Published Saturday, February 09, 2013
My daughter attends and plays basketball for Flint River Academy in Woodbury. During the 2012 season, we traveled to Harvester Christian School in Douglasville. The whistle blew to start the game, and I realized they did not play our National Anthem.
I loudly asked, “What about the National Anthem?” Many of those around me had the same feeling, but no response was given from Harvester Christian School.
Last week, I escorted my daughter to her game at Harvester Christian School. There was no National Anthem. Again, I loudly asked, “What about the National Anthem?” This time, the absence of response was not acceptable. I inquired why this school would not start athletic events with our National Anthem.
The boy’s basketball coach said, “I don’t know.” A scoreboard official said, “No, I really don’t know. I ain’t really thought about it.”
In my distress, I asked him if he thought our soldiers or veterans might be offended because the National Anthem wasn’t played. He said, “Take this up with the headmaster.”
I asked Joel Slater, headmaster, the same question. He shrugged his shoulders and said, “No reason, I guess, just haven’t done it.”
I can’t believe three supposedly responsible adults could not tell me the answer to this simple question.
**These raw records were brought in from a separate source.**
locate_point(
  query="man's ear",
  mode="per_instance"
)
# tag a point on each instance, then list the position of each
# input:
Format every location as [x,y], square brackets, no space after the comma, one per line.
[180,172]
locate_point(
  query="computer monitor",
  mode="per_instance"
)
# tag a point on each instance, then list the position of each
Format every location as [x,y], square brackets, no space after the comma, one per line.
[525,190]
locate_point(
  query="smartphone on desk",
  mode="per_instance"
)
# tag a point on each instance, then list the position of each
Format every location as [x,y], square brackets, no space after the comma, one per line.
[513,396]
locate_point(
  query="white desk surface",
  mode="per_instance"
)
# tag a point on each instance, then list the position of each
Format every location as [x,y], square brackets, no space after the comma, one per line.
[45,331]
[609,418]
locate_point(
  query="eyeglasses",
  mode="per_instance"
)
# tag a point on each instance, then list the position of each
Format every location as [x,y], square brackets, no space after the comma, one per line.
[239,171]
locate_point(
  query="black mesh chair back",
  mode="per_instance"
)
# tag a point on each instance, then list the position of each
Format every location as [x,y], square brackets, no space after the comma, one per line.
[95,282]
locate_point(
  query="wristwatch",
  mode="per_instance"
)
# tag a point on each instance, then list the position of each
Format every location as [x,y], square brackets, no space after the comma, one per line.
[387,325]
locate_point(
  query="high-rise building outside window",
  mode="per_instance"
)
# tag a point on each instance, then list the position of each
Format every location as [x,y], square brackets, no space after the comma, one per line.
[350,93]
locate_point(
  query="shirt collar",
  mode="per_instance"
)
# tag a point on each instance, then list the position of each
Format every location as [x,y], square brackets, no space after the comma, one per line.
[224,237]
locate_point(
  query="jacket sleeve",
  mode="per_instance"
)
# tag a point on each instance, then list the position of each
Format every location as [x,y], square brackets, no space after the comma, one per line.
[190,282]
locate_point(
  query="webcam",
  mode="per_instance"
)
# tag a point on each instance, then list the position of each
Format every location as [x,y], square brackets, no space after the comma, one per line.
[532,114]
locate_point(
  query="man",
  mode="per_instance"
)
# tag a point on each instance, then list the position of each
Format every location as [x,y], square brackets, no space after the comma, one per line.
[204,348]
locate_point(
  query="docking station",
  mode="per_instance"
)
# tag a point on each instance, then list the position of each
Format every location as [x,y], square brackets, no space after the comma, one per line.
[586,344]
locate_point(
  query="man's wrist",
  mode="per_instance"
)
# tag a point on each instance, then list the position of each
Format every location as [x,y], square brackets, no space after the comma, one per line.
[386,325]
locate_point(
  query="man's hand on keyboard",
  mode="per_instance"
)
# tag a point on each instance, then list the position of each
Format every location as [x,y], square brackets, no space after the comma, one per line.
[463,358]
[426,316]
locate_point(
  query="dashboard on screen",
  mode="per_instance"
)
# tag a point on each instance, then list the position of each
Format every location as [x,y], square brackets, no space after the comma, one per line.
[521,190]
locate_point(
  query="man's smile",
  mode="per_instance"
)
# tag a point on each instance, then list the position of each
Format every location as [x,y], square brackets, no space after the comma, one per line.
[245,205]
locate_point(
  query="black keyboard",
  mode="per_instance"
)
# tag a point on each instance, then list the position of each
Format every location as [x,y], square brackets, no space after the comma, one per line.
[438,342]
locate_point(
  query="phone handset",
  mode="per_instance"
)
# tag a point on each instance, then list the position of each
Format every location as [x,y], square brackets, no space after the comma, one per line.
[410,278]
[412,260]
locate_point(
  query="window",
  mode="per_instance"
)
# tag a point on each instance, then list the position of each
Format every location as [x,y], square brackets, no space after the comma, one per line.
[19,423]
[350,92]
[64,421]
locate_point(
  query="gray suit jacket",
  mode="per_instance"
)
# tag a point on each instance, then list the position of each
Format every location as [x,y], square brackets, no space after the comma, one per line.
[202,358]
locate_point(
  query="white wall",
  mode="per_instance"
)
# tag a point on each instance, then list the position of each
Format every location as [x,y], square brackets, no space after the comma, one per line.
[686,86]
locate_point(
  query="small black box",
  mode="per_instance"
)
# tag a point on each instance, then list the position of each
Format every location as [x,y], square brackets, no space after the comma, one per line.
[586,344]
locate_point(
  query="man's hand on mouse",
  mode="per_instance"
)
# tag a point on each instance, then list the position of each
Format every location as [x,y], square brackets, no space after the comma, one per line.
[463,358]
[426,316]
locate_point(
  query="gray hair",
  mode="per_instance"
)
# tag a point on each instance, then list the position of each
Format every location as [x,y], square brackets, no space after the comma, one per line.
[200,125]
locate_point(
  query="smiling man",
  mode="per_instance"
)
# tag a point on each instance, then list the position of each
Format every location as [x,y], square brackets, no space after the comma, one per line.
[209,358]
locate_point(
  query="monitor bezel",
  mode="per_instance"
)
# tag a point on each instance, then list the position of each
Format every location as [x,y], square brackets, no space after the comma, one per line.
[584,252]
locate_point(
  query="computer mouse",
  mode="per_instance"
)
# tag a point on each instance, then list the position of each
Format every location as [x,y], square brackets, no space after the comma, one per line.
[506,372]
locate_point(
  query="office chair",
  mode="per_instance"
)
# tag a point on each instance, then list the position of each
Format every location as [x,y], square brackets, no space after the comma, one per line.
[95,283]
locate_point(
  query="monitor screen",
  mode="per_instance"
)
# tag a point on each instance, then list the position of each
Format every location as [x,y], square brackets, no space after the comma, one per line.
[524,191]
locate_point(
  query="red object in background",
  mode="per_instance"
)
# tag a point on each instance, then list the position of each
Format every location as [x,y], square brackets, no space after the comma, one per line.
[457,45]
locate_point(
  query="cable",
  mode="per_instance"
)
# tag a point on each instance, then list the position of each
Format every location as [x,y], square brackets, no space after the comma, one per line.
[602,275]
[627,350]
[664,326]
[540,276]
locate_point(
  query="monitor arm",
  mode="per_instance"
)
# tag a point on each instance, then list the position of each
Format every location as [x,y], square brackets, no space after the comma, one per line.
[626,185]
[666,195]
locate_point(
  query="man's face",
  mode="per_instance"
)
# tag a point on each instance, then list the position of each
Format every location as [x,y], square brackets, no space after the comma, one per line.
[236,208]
It is hard to swallow that these people in roles of leadership are not setting an example for youth.
Part of our country’s problem is we have moved away from the core values of our foundation. When we accept loud concert-type music to introduce an athletic competition but deny our citizens the right to participate in the National Anthem, our sense of patriotism, honor and pride is compromised. Our veterans and military members should be appalled.
I offered to purchase a CD of the National Anthem and a piece of equipment to play it, but Mr. Slater said they could get one if they wanted one.
I implore patriotic citizens, school staff, students, school alumni, board members, veterans, active military members, school partners and others to join me in addressing this negligence.